Diante de tais questionamentos e diante da perda de suas ideologias, convicções e esperanças, os personagens tentam encontrar forças para continuar vivendo ou para acabar de uma vez com todo esse sofrimento. Em outras palavras, Inocência fala basicamente sobre o conceito sociológico da anomia, estado da sociedade contemporânea em que, sem padrões de conduta e de crença, o indivíduo entra em crise porque não consegue se conformar com as necessidades contraditórias impostas pela sociedade. Mas tudo isso é ilustrado de uma forma extremamente poética, como a sociologia ainda é incapaz de transmitir com suas definições.

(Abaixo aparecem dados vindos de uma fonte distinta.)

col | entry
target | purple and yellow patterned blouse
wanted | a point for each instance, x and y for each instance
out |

A montagem usa e abusa de elementos espalhafatosos e forçadamente artifciais que remetem à estética
camp, além da utilização de recursos visuais como projeções de vídeo e de retroprojetor. Esses elementos juntos causam um estranhamento visual e um certo contraste com a densidade do texto, deixando o resultado final atraente e propositadamente sujo. Tudo isso somado ao dinamismo e o capricho com que as cenas foram construídas no palco e ao cuidado com que os personagens foram elaborados, fazem com que o resultado final seja um espetáculo extremamente lírico e bonito.